AccounTrust Business Services Inc.
Estates & Wills & Trusts, Tax

Second life for post mortem tax planning

By Matt Trotta and Josh Proulx

The “death”

The Department of Finance released potential changes to the Income Tax Act on July 18, 2017, that would restrict the conversion of income into capital gains. Based on the initial proposals, this would significantly affect how private corporation shares would be taxed on death.

On death, a taxpayer is deemed to have disposed of their private corporation shares and other assets at fair market value, typically creating a taxable event in the form of a capital gain. When that private corporation distributes property or pays dividends to the beneficiaries of the deceased person’s estate, those dividends are also taxable. Essentially, those same shares are taxed twice.

Traditionally, there have been two ways to address this issue.
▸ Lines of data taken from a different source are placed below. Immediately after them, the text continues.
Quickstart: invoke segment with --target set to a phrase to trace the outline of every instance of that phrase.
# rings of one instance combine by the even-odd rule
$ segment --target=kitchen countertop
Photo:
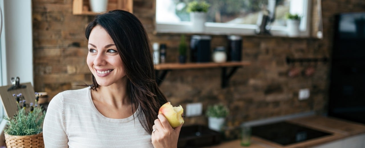
[[[209,147],[214,148],[293,148],[318,145],[352,136],[365,133],[365,125],[332,117],[314,116],[287,120],[320,131],[333,134],[330,136],[308,140],[285,146],[253,136],[249,147],[241,147],[239,140],[224,141],[220,144]]]

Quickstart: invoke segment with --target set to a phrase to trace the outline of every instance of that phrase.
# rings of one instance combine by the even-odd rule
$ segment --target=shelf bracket
[[[239,66],[233,67],[231,69],[229,73],[227,73],[227,67],[222,67],[222,88],[226,88],[228,86],[229,83],[229,80],[232,75],[236,72],[237,69],[239,67]]]
[[[161,74],[160,74],[160,71],[162,71],[162,73]],[[158,86],[160,86],[161,83],[162,82],[162,81],[164,81],[164,79],[165,79],[165,77],[166,76],[166,75],[167,74],[167,73],[170,71],[169,70],[155,70],[155,74],[156,75],[156,83],[157,83]]]

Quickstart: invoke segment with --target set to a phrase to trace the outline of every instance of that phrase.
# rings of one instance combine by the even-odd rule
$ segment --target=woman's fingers
[[[164,127],[164,129],[168,131],[172,131],[173,129],[172,127],[171,127],[171,125],[169,123],[169,121],[168,121],[167,119],[165,117],[165,116],[163,114],[158,114],[157,115],[157,117],[158,118],[158,119],[160,119],[161,124]]]
[[[164,130],[164,126],[162,126],[162,124],[161,124],[161,122],[160,121],[159,119],[157,119],[155,120],[155,128],[157,129],[159,131],[162,131]]]

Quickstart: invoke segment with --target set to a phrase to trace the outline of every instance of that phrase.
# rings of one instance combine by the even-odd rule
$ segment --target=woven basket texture
[[[43,133],[27,136],[9,135],[5,134],[5,141],[8,148],[45,147]]]

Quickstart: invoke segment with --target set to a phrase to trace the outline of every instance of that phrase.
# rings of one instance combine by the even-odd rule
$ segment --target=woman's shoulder
[[[87,98],[89,95],[90,90],[90,87],[88,87],[79,89],[65,90],[56,95],[51,101],[54,100],[64,102],[72,101],[75,99]]]
[[[79,89],[65,90],[64,91],[59,93],[59,94],[61,94],[63,96],[67,96],[70,95],[80,95],[80,94],[85,95],[85,94],[87,94],[89,92],[90,90],[90,87],[87,87],[82,88]]]

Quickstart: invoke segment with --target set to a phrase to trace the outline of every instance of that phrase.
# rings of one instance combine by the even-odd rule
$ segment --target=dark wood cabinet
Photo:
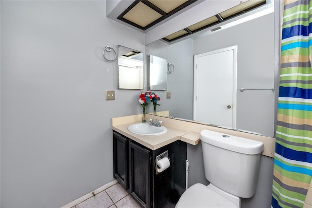
[[[151,207],[150,174],[152,156],[147,149],[129,142],[129,193],[143,207]]]
[[[114,177],[142,208],[174,208],[185,190],[186,144],[152,150],[113,132]],[[170,166],[157,172],[156,157],[168,151]]]
[[[126,189],[129,187],[128,138],[113,132],[114,177]]]

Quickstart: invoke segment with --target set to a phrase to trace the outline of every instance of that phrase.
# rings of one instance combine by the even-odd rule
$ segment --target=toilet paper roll
[[[164,157],[158,161],[156,164],[157,172],[161,173],[170,166],[170,161],[167,157]]]

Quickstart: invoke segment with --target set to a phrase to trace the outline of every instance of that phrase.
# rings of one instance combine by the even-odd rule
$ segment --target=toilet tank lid
[[[204,129],[200,132],[200,140],[220,148],[249,155],[256,155],[263,150],[263,143]]]

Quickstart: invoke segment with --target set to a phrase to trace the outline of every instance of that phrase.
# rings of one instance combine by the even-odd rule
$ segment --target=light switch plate
[[[171,93],[170,92],[167,92],[166,93],[166,96],[167,98],[171,98]]]
[[[115,91],[112,90],[106,90],[106,100],[114,101],[115,100]]]

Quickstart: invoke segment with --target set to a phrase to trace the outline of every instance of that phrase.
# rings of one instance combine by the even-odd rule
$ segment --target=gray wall
[[[58,207],[113,180],[111,118],[142,109],[102,52],[145,36],[105,1],[0,3],[1,207]]]

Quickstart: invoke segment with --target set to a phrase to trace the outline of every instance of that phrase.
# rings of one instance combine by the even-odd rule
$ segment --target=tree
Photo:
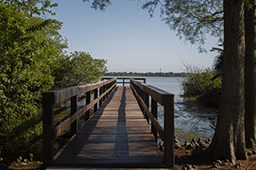
[[[41,93],[53,85],[49,64],[66,47],[61,23],[29,17],[16,4],[0,3],[0,129],[37,114]]]
[[[253,7],[255,0],[251,0]],[[245,8],[245,137],[247,148],[256,146],[256,14],[255,8]]]
[[[56,60],[52,68],[55,85],[52,88],[96,82],[106,73],[107,60],[93,59],[88,53],[73,52]]]
[[[217,127],[205,156],[213,159],[247,159],[244,131],[245,29],[242,1],[224,1],[224,73]]]

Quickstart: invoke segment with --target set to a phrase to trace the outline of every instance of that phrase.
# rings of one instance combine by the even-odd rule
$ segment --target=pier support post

The first is a plan that is known in the tax community as a “pipeline” plan, which effectively tries to eliminate the double tax problem and reduce the burden to one level of taxation, being the deemed capital gain. This plan would have been fundamentally lost under the July 18 proposals, since those proposals would usually trigger a deemed dividend on those private company shares, notwithstanding the steps taken. While the Department of Finance informally indicated earlier this month that they may provide some relief for estates triggered before July 18, 2017, no formal solutions were presented.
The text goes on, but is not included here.